“Experience is not what happens to you, it is what you do with what happens to you.”
— Aldous Huxley
There is a tendency at times, to react instead of respond to the people and situations we face. When we don’t get the responses or answers we hope for from others, then our own behavior can disintegrate into one of silence or outward anger, which affects our self-esteem dramatically. Additionally, this behavior teaches people that we are one to be avoided.
However, when we thoughtfully respond, it is a loving act to ourselves and others. They’re just doing what they do, but we can decide whether to react to them or not. It’s so empowering to respond in a way we choose instead of reacting inappropriately. It’s always best to pause first and think about how we want to respond instead of giving in to our first reaction.

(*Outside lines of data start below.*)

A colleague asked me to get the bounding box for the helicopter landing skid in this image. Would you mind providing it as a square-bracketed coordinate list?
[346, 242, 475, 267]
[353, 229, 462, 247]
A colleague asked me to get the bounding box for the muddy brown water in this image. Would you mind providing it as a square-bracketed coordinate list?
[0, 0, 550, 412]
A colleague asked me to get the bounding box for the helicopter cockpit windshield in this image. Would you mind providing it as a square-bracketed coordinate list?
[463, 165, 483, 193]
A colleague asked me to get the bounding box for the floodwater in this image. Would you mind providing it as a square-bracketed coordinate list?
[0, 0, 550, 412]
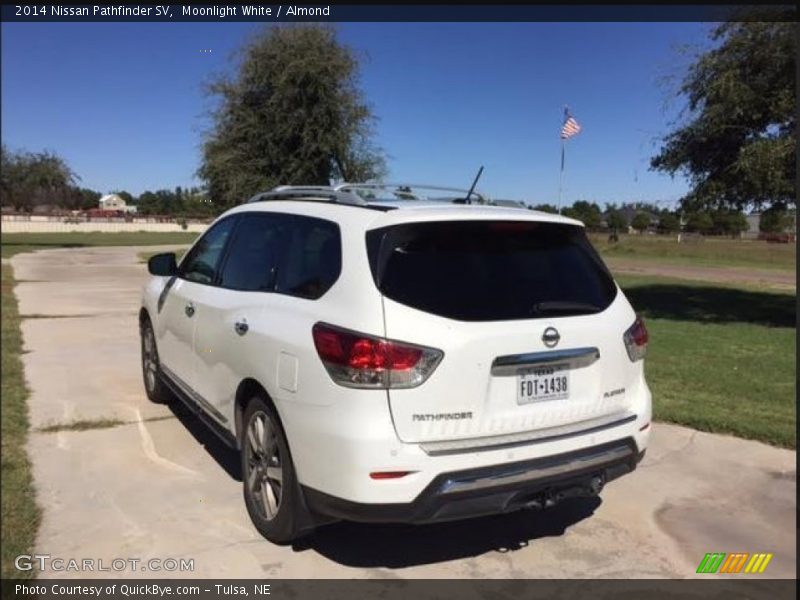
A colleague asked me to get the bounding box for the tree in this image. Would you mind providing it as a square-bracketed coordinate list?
[631, 212, 650, 233]
[0, 146, 80, 211]
[198, 25, 385, 206]
[111, 190, 136, 206]
[686, 212, 714, 233]
[75, 188, 102, 210]
[658, 211, 681, 233]
[651, 17, 797, 209]
[711, 209, 748, 236]
[563, 200, 601, 229]
[758, 206, 792, 233]
[606, 208, 628, 231]
[532, 204, 558, 215]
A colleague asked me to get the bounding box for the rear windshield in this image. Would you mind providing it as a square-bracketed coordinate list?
[367, 221, 617, 321]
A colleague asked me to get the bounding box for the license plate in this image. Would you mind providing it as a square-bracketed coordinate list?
[517, 364, 569, 404]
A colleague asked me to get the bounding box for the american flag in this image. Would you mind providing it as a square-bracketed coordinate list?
[561, 108, 581, 140]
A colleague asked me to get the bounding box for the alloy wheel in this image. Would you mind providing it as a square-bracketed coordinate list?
[245, 411, 283, 521]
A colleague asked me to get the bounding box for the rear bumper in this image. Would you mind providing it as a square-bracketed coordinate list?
[303, 438, 644, 523]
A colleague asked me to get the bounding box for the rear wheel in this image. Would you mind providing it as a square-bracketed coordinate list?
[241, 396, 303, 544]
[141, 319, 170, 404]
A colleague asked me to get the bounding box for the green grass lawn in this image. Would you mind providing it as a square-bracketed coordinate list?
[0, 265, 40, 579]
[617, 276, 797, 448]
[0, 231, 198, 258]
[589, 234, 797, 271]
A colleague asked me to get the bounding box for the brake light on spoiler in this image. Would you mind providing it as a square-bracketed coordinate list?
[312, 323, 444, 389]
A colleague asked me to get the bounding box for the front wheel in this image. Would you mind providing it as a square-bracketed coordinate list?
[141, 319, 170, 404]
[241, 396, 303, 544]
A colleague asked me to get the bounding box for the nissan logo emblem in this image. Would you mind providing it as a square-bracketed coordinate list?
[542, 327, 561, 348]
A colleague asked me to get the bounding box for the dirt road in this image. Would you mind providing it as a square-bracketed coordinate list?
[604, 258, 797, 289]
[12, 248, 796, 578]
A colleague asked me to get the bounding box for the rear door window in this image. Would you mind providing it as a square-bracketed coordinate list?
[275, 215, 342, 300]
[220, 212, 342, 300]
[178, 216, 237, 285]
[219, 213, 291, 292]
[367, 221, 617, 321]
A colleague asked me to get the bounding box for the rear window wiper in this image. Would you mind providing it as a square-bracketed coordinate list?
[531, 300, 603, 315]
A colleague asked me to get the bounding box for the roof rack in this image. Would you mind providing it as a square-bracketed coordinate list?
[247, 185, 367, 206]
[332, 183, 490, 204]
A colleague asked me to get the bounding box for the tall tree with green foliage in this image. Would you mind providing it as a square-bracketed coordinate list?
[758, 207, 792, 233]
[606, 207, 628, 231]
[651, 22, 797, 210]
[198, 25, 385, 206]
[631, 212, 650, 233]
[0, 146, 80, 211]
[658, 211, 681, 233]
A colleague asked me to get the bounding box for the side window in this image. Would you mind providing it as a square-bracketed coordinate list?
[220, 213, 291, 292]
[275, 215, 342, 300]
[179, 218, 236, 284]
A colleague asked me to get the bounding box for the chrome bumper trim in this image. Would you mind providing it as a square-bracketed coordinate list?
[492, 347, 600, 376]
[420, 411, 636, 456]
[439, 438, 634, 496]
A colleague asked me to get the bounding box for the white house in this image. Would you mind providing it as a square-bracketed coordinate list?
[99, 194, 136, 213]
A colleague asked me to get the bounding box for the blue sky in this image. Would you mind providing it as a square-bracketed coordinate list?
[2, 22, 710, 204]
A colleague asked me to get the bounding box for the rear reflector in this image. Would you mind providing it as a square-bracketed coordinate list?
[312, 323, 443, 389]
[369, 471, 411, 479]
[622, 317, 648, 361]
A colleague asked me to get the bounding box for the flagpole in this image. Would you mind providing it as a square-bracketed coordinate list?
[558, 138, 566, 214]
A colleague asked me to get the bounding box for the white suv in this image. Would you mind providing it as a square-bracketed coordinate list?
[139, 184, 651, 543]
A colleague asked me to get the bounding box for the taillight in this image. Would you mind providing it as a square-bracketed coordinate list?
[312, 323, 443, 389]
[622, 317, 647, 361]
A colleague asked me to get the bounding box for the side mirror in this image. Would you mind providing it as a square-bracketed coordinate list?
[147, 252, 178, 277]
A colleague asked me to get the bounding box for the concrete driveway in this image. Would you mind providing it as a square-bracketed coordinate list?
[12, 247, 796, 578]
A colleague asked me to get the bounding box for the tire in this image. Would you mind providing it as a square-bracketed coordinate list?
[141, 318, 172, 404]
[241, 395, 306, 544]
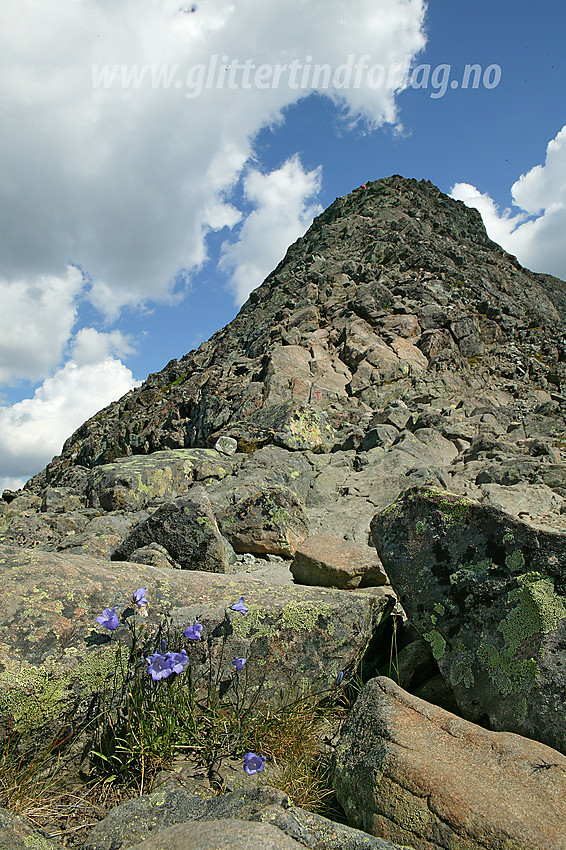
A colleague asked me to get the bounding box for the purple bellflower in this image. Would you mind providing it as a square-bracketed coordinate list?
[230, 596, 250, 614]
[185, 620, 202, 640]
[166, 649, 189, 673]
[244, 753, 265, 776]
[132, 587, 147, 609]
[146, 652, 174, 682]
[94, 608, 118, 632]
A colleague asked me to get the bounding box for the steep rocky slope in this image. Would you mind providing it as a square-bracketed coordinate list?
[26, 176, 566, 489]
[0, 176, 566, 850]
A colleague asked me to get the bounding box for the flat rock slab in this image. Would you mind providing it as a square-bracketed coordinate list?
[126, 819, 304, 850]
[82, 774, 412, 850]
[0, 547, 394, 724]
[371, 488, 566, 752]
[218, 486, 309, 558]
[87, 449, 232, 511]
[333, 677, 566, 850]
[291, 534, 388, 590]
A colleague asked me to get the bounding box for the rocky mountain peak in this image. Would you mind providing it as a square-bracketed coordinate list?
[25, 175, 566, 489]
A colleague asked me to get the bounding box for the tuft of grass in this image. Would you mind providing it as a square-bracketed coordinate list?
[245, 693, 347, 812]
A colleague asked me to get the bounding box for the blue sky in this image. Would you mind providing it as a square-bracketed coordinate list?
[0, 0, 566, 487]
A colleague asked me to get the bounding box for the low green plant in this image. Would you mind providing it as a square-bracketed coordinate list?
[0, 588, 350, 835]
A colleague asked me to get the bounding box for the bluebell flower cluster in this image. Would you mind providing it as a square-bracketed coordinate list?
[95, 587, 266, 776]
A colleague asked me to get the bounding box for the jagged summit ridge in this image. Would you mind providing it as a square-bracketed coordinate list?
[32, 175, 566, 487]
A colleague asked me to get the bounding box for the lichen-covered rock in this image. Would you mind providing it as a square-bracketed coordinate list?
[112, 487, 235, 573]
[218, 486, 309, 557]
[0, 547, 393, 728]
[253, 401, 334, 451]
[332, 677, 566, 850]
[0, 808, 61, 850]
[371, 488, 566, 752]
[126, 819, 304, 850]
[291, 534, 389, 590]
[87, 449, 231, 511]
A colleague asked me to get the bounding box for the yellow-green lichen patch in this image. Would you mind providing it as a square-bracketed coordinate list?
[477, 572, 566, 696]
[232, 602, 334, 639]
[423, 629, 446, 661]
[0, 642, 123, 729]
[505, 549, 525, 572]
[498, 572, 566, 652]
[477, 643, 539, 697]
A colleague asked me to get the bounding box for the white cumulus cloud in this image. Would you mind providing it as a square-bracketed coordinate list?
[0, 357, 139, 491]
[221, 156, 322, 304]
[451, 126, 566, 280]
[0, 266, 83, 384]
[71, 328, 134, 366]
[0, 0, 426, 316]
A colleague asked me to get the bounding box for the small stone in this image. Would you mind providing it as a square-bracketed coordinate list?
[214, 437, 238, 455]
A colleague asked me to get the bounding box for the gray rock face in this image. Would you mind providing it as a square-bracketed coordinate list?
[112, 487, 235, 573]
[82, 782, 408, 850]
[24, 176, 566, 490]
[372, 489, 566, 752]
[218, 486, 309, 557]
[0, 808, 61, 850]
[333, 677, 566, 850]
[0, 547, 394, 725]
[0, 176, 566, 850]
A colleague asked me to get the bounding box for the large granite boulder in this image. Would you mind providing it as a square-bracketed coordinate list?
[333, 677, 566, 850]
[0, 547, 394, 727]
[112, 487, 235, 573]
[87, 449, 232, 511]
[218, 486, 309, 557]
[371, 488, 566, 752]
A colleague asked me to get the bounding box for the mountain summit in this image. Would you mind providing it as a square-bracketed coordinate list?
[4, 176, 566, 850]
[31, 175, 566, 489]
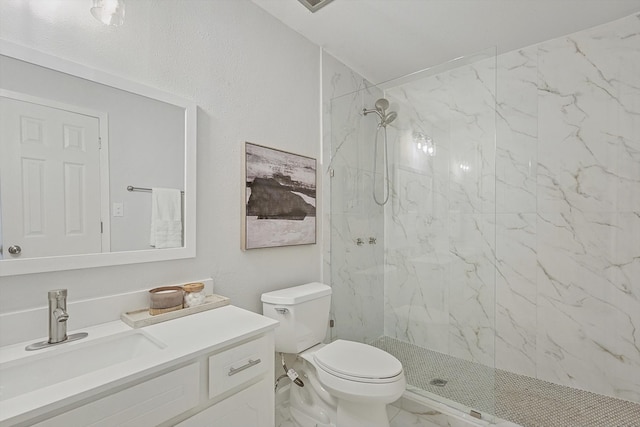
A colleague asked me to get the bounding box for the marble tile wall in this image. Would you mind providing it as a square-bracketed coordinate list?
[322, 53, 384, 342]
[385, 51, 496, 366]
[384, 11, 640, 402]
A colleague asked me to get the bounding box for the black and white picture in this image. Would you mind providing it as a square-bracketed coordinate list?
[242, 142, 316, 249]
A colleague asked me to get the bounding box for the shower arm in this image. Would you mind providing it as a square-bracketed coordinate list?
[362, 108, 384, 120]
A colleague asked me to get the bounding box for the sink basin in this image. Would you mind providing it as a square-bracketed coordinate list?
[0, 331, 166, 401]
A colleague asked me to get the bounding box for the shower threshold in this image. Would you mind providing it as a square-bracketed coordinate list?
[371, 337, 640, 427]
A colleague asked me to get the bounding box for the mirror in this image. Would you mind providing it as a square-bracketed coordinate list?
[0, 40, 196, 276]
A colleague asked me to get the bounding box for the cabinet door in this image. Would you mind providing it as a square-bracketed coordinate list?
[177, 380, 275, 427]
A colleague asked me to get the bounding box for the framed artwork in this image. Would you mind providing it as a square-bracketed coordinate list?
[242, 142, 316, 250]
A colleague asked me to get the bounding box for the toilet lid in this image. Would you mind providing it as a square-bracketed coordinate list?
[313, 340, 402, 382]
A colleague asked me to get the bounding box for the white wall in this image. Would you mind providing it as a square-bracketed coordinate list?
[0, 0, 322, 326]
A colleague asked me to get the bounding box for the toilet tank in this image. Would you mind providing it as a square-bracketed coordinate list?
[261, 282, 331, 354]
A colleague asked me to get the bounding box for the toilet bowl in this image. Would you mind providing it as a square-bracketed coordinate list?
[262, 283, 406, 427]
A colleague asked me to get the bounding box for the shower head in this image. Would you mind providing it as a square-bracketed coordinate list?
[362, 98, 398, 128]
[380, 111, 398, 127]
[375, 98, 389, 112]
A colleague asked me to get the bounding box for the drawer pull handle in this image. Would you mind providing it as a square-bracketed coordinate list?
[227, 359, 262, 376]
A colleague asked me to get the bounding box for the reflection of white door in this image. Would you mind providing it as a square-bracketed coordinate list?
[0, 96, 102, 259]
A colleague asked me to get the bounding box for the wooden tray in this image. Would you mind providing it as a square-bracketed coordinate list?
[120, 294, 231, 328]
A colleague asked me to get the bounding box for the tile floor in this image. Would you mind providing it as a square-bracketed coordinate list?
[371, 337, 640, 427]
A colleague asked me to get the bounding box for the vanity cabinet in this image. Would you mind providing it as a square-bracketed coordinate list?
[0, 305, 278, 427]
[35, 363, 200, 427]
[178, 333, 275, 427]
[30, 332, 275, 427]
[178, 379, 275, 427]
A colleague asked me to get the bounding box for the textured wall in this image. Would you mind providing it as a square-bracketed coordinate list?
[0, 0, 322, 324]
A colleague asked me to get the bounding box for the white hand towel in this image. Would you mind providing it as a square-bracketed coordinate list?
[149, 188, 182, 249]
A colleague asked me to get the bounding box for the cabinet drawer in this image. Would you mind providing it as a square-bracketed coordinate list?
[209, 336, 271, 399]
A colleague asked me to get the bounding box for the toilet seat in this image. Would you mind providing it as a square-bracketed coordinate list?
[313, 340, 402, 384]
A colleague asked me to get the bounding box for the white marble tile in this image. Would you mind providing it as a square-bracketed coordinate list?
[537, 213, 640, 400]
[448, 214, 495, 366]
[496, 214, 537, 377]
[495, 48, 538, 213]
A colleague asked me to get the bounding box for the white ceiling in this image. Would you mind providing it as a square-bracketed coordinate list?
[252, 0, 640, 83]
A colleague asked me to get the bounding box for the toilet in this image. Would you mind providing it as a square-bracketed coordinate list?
[262, 283, 406, 427]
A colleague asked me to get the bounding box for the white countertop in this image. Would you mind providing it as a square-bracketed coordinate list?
[0, 305, 278, 426]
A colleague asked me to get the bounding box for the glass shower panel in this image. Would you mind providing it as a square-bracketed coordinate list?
[330, 88, 384, 343]
[330, 49, 496, 418]
[384, 49, 497, 414]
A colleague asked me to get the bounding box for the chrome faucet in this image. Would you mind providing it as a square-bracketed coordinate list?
[48, 289, 69, 344]
[25, 289, 89, 351]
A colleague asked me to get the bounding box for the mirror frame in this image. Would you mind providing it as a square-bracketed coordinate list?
[0, 39, 197, 277]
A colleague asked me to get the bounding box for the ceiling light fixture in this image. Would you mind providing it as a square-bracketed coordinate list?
[298, 0, 333, 12]
[91, 0, 124, 27]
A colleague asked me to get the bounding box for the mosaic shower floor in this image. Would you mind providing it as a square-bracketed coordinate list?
[371, 337, 640, 427]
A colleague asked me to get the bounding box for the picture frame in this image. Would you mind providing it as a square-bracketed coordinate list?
[241, 142, 317, 250]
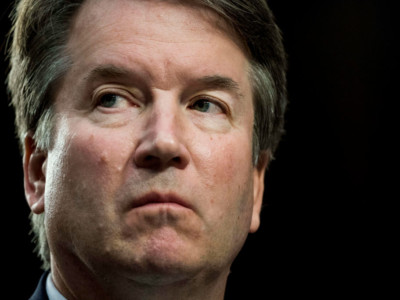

When we engage in reactionary behavior, it can feel as if we’re sending a powerful message to the person we are angry with. Unfortunately, the only message we are sending is that we don’t know how to handle our anger, and any power we have to make ourselves heard will be lost.
Essentially, when we react in a negative way, we end up demonstrating the same intolerance or disrespect to others that we were upset with them about in the first place. Certainly, it can be true that people aren’t treating us well or aren’t who we thought they were, but our reactions are what often get us into trouble in the long run.
One way to prevent or reduce overreacting is to:
— Identify your triggers. You can improve your responses by looking beneath the surface and start to identify the stressors that trigger emotional upset, such as certain people, behaviors, or situations. You don’t want to just white-knuckle it and put on a brave face, but really try to get to the source of your reactions so you can experience a greater sense of internal peace.
For example, if you believe you’re always right, then you’ll be easily triggered by anyone who has an opposing viewpoint. This means that you’ll feel irritated on a regular basis, because there will always be individuals with divergent opinions. You don’t want to be a person who’s constantly seething with unexpressed anger, or someone who’s continually engaging in disputes and confrontations. It’s much more productive to look beneath your angry reactions and try to figure out why you feel the need to prove others wrong.
This kind of self-inquiry and the awareness that results, will help provide clarity on what tempts you to make reactionary mistakes. Then, instead of instantly reacting to an opposing point of view, you can respond more consciously by realizing that you can agree to disagree without all the wasted energy and drama.
Practice pausing today when disturbed, and see if you can choose a response that feels good.